Yo no podría confiar en alguien que no amara leer poesía. Tendría que leerla siempre, constantemente, sin buscar, necesariamente, mensajes o significados profundos en las letras. Cuanto más compactos fueran los poemas, mejor. Y tendría, asimismo, que escribir, al acabar un volumen, una nota en la página dos que dijera cuándo lo leyó y de qué color estaba el cielo al terminar la obra.
Finalmente, tendría que doblar con mucho cuidado y sin hacer escándalo,las esquinas de las hojas donde están los poemas favoritos, en diminutos triángulos equiláteros, para no perder de vista la belleza encontrada con esfuerzo entre unos poemas que entibian el corazón y otros que no lo tocan en ese momento.
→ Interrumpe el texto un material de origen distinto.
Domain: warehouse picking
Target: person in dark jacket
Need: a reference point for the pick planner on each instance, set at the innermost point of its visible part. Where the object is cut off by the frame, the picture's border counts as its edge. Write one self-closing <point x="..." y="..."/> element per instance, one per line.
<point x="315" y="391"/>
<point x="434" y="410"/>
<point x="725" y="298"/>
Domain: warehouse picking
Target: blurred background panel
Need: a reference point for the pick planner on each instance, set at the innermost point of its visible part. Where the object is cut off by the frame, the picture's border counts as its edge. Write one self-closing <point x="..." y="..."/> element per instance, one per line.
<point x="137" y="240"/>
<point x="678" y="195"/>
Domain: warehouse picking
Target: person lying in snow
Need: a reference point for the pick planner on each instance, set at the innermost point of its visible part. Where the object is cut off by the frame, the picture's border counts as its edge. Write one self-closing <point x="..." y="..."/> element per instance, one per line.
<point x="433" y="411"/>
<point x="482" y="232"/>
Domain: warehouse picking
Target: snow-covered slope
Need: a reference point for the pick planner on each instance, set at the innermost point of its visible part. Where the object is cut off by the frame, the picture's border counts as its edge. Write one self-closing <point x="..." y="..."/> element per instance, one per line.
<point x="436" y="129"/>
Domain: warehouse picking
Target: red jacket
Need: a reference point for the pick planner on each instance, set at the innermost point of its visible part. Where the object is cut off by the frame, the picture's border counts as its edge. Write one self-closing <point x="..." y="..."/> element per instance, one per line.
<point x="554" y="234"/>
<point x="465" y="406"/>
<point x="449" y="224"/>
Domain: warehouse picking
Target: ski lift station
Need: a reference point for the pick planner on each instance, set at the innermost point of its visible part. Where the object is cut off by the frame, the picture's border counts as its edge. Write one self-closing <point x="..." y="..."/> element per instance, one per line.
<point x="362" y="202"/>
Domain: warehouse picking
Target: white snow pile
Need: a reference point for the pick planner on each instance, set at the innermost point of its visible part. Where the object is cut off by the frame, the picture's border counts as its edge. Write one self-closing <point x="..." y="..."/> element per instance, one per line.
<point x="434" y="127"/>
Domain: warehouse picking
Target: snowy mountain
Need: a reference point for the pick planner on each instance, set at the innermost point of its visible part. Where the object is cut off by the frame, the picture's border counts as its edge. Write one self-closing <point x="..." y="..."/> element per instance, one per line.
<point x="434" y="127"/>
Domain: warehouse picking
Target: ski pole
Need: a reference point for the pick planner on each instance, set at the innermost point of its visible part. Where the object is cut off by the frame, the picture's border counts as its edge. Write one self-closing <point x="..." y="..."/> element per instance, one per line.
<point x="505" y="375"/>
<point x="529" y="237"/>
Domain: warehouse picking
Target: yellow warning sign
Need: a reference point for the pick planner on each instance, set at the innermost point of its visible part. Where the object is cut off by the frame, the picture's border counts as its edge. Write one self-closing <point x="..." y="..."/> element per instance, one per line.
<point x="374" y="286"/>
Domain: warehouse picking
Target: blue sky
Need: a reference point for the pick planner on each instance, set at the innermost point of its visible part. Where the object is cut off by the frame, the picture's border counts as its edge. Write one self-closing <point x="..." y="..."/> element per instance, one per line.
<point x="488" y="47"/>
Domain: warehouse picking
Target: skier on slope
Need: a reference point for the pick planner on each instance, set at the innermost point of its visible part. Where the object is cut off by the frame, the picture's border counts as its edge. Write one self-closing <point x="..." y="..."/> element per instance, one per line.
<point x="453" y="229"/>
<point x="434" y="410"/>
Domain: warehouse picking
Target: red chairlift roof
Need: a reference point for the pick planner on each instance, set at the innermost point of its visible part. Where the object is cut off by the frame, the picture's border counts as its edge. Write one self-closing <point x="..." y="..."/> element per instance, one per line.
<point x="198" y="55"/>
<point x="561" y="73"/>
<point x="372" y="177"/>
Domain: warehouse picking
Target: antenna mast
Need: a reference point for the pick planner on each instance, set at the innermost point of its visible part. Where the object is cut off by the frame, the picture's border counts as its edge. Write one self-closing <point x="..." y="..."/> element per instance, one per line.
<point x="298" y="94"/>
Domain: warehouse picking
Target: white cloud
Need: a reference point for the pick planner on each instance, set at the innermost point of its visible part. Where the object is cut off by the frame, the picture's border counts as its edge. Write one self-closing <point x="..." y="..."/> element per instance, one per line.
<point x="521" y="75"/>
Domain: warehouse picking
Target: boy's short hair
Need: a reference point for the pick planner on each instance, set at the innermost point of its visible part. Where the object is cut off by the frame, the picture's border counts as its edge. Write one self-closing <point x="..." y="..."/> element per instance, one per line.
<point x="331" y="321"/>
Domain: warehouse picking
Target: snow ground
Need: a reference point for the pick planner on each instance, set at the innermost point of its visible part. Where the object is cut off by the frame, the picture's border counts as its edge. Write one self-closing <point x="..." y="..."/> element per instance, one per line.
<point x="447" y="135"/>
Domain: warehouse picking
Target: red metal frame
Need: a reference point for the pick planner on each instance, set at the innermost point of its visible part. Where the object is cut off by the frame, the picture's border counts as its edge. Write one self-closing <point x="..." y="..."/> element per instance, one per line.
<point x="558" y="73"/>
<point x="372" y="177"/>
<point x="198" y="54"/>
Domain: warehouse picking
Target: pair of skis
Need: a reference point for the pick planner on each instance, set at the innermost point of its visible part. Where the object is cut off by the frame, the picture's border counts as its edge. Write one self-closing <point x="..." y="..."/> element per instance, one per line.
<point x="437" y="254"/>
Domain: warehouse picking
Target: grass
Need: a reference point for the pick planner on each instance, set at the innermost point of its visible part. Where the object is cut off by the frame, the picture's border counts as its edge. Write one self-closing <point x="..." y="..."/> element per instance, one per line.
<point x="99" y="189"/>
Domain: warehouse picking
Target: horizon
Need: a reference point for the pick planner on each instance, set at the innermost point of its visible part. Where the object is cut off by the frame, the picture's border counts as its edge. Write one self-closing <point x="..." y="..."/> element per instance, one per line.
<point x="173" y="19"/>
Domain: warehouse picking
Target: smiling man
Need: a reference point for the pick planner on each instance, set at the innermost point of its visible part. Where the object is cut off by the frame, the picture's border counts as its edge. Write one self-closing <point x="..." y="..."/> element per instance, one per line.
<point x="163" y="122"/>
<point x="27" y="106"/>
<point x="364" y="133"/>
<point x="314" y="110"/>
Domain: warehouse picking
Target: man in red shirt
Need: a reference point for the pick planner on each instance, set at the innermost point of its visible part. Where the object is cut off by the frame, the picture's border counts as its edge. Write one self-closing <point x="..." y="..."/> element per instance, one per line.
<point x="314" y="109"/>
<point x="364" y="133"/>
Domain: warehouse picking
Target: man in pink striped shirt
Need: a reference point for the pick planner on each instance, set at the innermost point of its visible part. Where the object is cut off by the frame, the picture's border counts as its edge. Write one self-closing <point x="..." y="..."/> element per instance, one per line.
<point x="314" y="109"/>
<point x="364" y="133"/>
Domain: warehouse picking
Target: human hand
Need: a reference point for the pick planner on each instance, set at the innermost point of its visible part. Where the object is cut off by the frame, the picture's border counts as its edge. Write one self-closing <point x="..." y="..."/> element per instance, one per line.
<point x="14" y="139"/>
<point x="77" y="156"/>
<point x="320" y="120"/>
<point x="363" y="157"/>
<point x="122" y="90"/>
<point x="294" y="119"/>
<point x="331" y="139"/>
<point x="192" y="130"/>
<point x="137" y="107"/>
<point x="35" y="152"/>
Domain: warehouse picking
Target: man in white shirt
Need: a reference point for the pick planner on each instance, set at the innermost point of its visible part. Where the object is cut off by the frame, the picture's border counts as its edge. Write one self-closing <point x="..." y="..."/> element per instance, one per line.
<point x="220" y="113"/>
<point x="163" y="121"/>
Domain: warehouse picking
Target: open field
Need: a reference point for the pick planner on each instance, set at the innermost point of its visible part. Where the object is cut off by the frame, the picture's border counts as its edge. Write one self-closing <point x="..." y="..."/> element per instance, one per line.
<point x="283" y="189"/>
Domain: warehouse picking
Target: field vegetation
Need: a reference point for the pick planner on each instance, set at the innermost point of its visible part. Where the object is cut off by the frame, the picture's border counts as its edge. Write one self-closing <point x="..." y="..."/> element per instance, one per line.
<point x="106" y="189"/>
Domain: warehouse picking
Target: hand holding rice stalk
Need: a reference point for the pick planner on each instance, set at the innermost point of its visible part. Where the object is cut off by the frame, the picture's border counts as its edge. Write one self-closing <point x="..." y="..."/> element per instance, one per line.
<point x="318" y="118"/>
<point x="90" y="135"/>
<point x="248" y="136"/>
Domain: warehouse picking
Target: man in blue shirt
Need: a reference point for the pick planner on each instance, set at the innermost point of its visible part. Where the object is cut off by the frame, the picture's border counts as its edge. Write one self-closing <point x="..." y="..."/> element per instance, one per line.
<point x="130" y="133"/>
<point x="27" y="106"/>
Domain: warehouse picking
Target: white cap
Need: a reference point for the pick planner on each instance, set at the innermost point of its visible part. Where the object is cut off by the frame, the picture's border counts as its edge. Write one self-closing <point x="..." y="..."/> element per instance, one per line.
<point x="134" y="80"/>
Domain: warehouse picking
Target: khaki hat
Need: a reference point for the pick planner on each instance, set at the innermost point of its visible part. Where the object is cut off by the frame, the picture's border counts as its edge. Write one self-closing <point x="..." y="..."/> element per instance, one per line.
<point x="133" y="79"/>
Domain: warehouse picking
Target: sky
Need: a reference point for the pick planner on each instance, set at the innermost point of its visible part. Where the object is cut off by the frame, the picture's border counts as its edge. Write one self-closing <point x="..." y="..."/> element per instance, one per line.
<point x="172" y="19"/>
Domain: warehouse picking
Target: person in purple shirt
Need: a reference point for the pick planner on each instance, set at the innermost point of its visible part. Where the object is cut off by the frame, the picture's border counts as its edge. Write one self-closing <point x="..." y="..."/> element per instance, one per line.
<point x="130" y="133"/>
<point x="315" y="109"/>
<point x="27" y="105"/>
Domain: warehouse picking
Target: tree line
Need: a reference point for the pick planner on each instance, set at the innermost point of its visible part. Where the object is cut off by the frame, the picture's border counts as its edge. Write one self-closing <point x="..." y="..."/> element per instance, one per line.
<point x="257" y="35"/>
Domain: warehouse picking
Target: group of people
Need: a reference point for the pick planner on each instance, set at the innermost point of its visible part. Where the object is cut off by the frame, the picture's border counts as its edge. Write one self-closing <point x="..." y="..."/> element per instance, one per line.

Entonces, el libro quedaría (si es propio, sobre todo) repleto, huérfano o apenas poblado de pequeños triángulos equiláteros que señalan las líneas de preferencia de quien ha leído.
Así, la mejor forma de conocer a una persona, sería a través de percibir cómo deja sus libros de poesía luego de haberlos leído. Tomar poemas al azar, hojeando un libro, no da los mismos resultados. Esto porque encontrar, como tesoro, un poema que habla sobe asuntos que inquietan nuestras almas, ha de ser trabajado, ganado a pulso. No se trata de dejar al azar la llegada a la vida de un poema. Se trata de trabajar la llegada, de buscarla, de invocarla.
Como quien borda o teje para un ser amado, en actividad monótona, interrumpida, a veces, por la felicidad de la conjunción, del encuentro donde se sabe, con certeza, que aquellas palabras fueron escritas para este momento. Esa impresión bien podría escribirse luego, en la página dos del libro, luego de la anotación correspondiente sobre el color del cielo de ese momento.